The Fhinn were on the side of Beinn Eudainn, during a wild night. An uncouth woman, with hair down to her heels, appeared to them. She appealed to Fionn for shelter and was rejected; she screamed and went to Oisean, who also rejected her; she screamed and went to Diarmaid, who sheltered her. She turned into the most beautiful woman they had ever seen. She asked Diarmaid where he would have the finest castle built, and he said above Beinn Eudainn. It appeared, and they lived there. Three times, she gave a greyhound pup to one of the Fhinn who asked for it, and Diarmaid angrily said that she would not have done it if she remembered what he had saved her from and then begged her pardon, but the third time, despite his apology, she and the castle vanished.

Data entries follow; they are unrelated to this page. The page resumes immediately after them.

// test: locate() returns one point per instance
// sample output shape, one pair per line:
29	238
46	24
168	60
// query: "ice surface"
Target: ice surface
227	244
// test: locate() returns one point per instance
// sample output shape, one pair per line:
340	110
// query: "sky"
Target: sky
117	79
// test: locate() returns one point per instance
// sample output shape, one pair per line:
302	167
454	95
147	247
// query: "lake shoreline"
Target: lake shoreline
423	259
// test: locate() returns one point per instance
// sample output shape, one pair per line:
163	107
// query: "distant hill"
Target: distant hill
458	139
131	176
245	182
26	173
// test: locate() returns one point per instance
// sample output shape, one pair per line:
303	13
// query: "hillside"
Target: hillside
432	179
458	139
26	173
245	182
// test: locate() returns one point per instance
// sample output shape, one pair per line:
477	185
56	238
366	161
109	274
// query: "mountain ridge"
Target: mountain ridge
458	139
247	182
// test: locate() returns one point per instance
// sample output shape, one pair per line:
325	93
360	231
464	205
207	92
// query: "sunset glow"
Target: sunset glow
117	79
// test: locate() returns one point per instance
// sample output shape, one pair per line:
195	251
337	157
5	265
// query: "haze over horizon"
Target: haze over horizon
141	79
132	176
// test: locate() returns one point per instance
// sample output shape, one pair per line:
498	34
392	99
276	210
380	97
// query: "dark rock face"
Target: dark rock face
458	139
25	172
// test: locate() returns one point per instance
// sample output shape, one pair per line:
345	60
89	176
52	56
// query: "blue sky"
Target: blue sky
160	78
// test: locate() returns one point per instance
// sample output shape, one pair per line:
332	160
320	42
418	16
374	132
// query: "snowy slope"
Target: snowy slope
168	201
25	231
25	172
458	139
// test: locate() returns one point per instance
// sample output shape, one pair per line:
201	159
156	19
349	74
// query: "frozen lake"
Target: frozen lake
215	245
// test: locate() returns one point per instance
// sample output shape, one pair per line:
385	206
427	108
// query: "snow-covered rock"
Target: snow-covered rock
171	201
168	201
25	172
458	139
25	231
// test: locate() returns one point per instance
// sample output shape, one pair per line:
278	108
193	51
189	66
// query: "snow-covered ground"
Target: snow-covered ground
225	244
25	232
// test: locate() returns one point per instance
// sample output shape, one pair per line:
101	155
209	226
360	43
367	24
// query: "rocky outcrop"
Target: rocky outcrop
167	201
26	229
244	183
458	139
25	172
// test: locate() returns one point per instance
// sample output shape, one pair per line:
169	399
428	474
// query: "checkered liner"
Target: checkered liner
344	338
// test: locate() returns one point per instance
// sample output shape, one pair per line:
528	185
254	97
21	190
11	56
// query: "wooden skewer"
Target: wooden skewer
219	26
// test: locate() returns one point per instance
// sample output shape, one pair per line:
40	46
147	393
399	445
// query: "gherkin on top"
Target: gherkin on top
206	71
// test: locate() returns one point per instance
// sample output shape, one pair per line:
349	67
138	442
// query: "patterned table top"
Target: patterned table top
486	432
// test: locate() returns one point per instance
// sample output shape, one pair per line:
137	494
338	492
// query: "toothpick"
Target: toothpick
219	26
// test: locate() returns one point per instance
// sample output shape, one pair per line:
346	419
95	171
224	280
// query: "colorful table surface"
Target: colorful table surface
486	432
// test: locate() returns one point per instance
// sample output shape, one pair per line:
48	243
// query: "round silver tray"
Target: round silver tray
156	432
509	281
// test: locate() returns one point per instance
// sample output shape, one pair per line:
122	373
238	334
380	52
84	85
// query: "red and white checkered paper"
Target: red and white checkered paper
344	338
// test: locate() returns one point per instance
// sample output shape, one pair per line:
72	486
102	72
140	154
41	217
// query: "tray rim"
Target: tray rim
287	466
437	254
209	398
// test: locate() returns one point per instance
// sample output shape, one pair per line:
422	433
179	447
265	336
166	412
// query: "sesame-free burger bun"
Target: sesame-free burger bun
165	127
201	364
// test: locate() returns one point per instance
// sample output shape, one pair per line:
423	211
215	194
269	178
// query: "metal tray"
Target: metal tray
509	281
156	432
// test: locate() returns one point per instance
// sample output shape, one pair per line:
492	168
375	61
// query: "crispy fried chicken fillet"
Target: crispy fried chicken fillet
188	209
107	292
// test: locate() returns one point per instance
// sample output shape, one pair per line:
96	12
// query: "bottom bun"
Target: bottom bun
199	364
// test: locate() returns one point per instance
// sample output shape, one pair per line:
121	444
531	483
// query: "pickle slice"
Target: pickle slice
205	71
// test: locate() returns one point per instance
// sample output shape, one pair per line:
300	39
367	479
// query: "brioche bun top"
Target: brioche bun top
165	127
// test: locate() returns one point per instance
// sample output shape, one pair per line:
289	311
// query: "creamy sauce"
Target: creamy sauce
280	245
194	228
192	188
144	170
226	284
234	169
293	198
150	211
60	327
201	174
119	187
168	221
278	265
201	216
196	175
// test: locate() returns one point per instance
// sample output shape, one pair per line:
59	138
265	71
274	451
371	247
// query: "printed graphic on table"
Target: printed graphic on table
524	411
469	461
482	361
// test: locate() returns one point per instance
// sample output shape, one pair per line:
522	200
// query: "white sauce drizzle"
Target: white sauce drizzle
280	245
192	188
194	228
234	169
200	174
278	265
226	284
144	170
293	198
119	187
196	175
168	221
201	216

He set out in search and found his way under the sea; there, he found three gulps of blood. There he met a woman gathering rushes, who told him that the king's daughter had just returned and was ill; no doctor could help her, and a bed of rushes was the most wholesome. The woman carried him to her in the bundle of rushes, and they were glad to see each other. She told him she had lost three gulps of blood; when he told her he had them, she told him she needed the cup of Righ Magh an Ioghnaidh, the King of Plain of Wonder, to drink from to recover. He set out and came to a rivulet he could not cross. A little russet man brought him over, and he reached the castle. There he shouted that he wanted either the cup or battle, and the king three times sent out forces against him, and Diarmaid killed them all. The king asked who he was, and said that if he had known that he would have given him the cup, because he would have known he would kill all his men. The little russet man bore him back and told him how to cure the woman, and warned him that he would take a great dislike to her when he did, and should say so and accept only a return to his own land from the king. He gave her the drinks as the man had said, and she recovered, but he took a dislike to her and admitted it. He accepted nothing but a ship back to his home.

==Motifs==
The loathly lady is a common motif, appearing in such tales as The Marriage of Sir Gawain.